This is a work of fiction written in free verse as if it came from the pen of Marilyn Monroe. It begins with the epigraph, “No one knows how it feels inside my troubled mind. No one wants to.” That latter statement isn’t quite true.
Marilyn Monroe was a legend in her own time and remains a major icon of pop culture and source of fascination long after her death – allegedly by suicide – in 1962. (The cause of death has remained controversial and is the subject of many conspiracy theories involving the Kennedy brothers, inter alia.)
She did leave an archive of diaries, poems, and letters, excerpts of which were not published until 2010 by Farrar, Straus and Giroux as Fragments: Poems, Intimate Notes, Letters by Marilyn Monroe (Bernard Comment, Editor). These texts shed some light on Marilyn’s psyche and private life, but much was not revealed. As Weatherford writes in one of her poems in this new imagining, “Some secrets I will carry to my grave.”
Nevertheless, Weatherford does try to envisage what Marilyn must have felt like throughout her life, through a series of poems that take us through the many heartbreaking, and much fewer exhilarating, moments of Marilyn’s life.
Weatherford’s choices of what to include don’t always seem understandable. For example, why is there a whole poem/chapter delineating the plot of the movie “Some Like It Hot”? At least one would expect an analysis of the messages for women and relationships in this movie that seem so clearly offensive now, and may have seemed that way to Marilyn. In any event, those who are interested in what happens in the movie would do better by reading the plot on Wikipedia; it is much clearer in narrative form than in free verse.

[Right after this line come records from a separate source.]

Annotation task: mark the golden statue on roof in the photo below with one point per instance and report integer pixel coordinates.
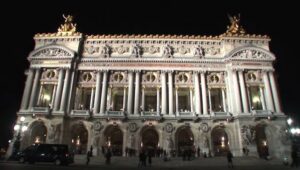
(235, 27)
(68, 26)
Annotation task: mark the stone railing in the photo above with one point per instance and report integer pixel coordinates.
(80, 113)
(41, 110)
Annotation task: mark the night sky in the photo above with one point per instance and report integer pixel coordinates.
(20, 21)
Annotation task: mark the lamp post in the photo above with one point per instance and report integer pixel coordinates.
(18, 128)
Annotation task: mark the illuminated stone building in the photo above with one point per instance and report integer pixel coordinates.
(133, 92)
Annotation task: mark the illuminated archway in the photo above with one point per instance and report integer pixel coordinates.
(261, 140)
(114, 139)
(219, 141)
(38, 132)
(149, 138)
(184, 140)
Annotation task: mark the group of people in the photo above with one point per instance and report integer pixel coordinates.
(107, 154)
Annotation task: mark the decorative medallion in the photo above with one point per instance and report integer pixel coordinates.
(204, 127)
(132, 127)
(169, 127)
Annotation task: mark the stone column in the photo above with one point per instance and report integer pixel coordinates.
(109, 97)
(92, 99)
(203, 89)
(65, 91)
(27, 90)
(34, 88)
(262, 98)
(275, 92)
(224, 100)
(158, 100)
(170, 81)
(236, 92)
(59, 89)
(143, 98)
(243, 92)
(40, 95)
(130, 92)
(209, 101)
(176, 101)
(228, 92)
(197, 93)
(164, 92)
(103, 93)
(268, 93)
(137, 93)
(97, 93)
(191, 99)
(124, 98)
(53, 95)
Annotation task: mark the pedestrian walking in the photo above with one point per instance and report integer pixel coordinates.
(229, 159)
(108, 156)
(88, 155)
(294, 158)
(149, 159)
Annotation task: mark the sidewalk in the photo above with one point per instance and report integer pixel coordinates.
(178, 162)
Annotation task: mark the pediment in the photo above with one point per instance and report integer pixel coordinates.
(53, 51)
(251, 53)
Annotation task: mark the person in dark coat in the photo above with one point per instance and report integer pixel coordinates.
(88, 156)
(108, 156)
(229, 159)
(149, 158)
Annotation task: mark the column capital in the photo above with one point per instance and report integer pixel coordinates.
(267, 70)
(170, 71)
(202, 71)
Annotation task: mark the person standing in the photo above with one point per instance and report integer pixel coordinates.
(294, 158)
(150, 158)
(229, 159)
(108, 156)
(88, 155)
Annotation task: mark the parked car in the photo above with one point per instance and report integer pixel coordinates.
(56, 153)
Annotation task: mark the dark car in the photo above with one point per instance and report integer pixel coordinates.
(56, 153)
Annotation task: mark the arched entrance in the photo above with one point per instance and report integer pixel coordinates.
(149, 139)
(184, 141)
(219, 141)
(79, 136)
(261, 140)
(114, 139)
(38, 133)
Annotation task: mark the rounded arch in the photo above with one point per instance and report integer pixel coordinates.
(114, 139)
(184, 140)
(149, 138)
(52, 50)
(38, 132)
(79, 138)
(220, 140)
(237, 52)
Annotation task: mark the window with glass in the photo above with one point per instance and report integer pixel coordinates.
(184, 103)
(255, 98)
(83, 98)
(117, 99)
(216, 100)
(46, 95)
(150, 103)
(118, 102)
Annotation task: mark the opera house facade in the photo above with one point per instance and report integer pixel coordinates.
(155, 92)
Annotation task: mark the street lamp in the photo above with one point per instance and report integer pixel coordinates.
(18, 128)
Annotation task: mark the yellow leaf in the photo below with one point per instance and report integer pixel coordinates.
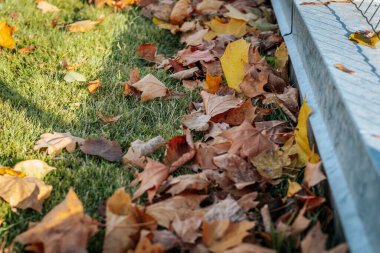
(233, 61)
(293, 188)
(6, 32)
(234, 27)
(302, 142)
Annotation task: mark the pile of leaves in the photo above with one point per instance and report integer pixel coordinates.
(243, 177)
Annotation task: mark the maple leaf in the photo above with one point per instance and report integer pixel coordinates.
(124, 221)
(233, 61)
(46, 7)
(315, 241)
(145, 246)
(64, 229)
(180, 12)
(109, 150)
(220, 236)
(302, 140)
(85, 25)
(136, 155)
(196, 121)
(151, 178)
(27, 192)
(313, 174)
(6, 33)
(247, 141)
(33, 168)
(182, 205)
(215, 104)
(209, 6)
(56, 142)
(151, 88)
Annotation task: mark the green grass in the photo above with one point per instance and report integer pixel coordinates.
(35, 99)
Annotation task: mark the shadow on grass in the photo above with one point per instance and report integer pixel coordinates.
(93, 179)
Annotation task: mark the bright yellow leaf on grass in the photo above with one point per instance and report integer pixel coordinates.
(234, 27)
(6, 32)
(233, 61)
(302, 141)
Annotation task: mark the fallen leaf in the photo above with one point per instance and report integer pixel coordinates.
(315, 242)
(33, 168)
(184, 74)
(196, 121)
(112, 119)
(234, 27)
(6, 33)
(270, 164)
(209, 6)
(73, 76)
(215, 104)
(46, 7)
(247, 141)
(233, 61)
(93, 86)
(180, 150)
(182, 205)
(145, 246)
(151, 178)
(212, 83)
(108, 150)
(151, 88)
(313, 174)
(187, 229)
(301, 135)
(148, 52)
(343, 68)
(227, 209)
(180, 12)
(27, 192)
(64, 229)
(85, 25)
(136, 155)
(56, 142)
(124, 220)
(220, 236)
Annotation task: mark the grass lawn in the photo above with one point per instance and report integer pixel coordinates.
(35, 99)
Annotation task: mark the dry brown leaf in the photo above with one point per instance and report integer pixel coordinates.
(227, 209)
(196, 121)
(179, 151)
(56, 142)
(46, 7)
(27, 192)
(220, 236)
(183, 205)
(209, 6)
(180, 12)
(187, 229)
(136, 155)
(151, 178)
(247, 141)
(315, 242)
(313, 174)
(112, 119)
(270, 164)
(64, 229)
(215, 104)
(124, 221)
(145, 246)
(191, 182)
(343, 68)
(151, 88)
(109, 150)
(85, 25)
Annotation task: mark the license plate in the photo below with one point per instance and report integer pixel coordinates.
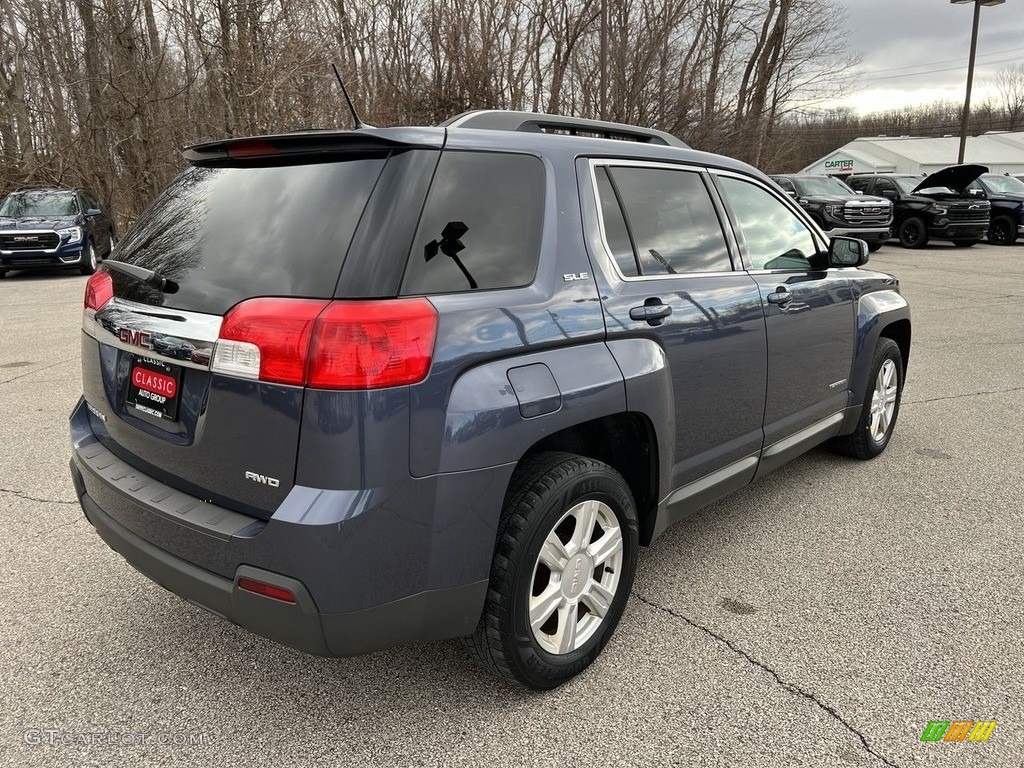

Evaluation: I would have to say this book is uneven in quality (some of the poetry sounds as flat as Trump reading from a teleprompter) and the topic coverage is quixotic. On the positive side, Weatherford continues her pattern of featuring women who were maligned in their time, but who employed bravery and perseverance to confront the obstacles presented to them. But Marilyn’s own compilation of thoughts, referenced above, is a much more poignant, affecting work that touches the reader a great deal more. For that matter, so is the song about Marilyn Monroe, “Candle in the Wind,” by Elton John.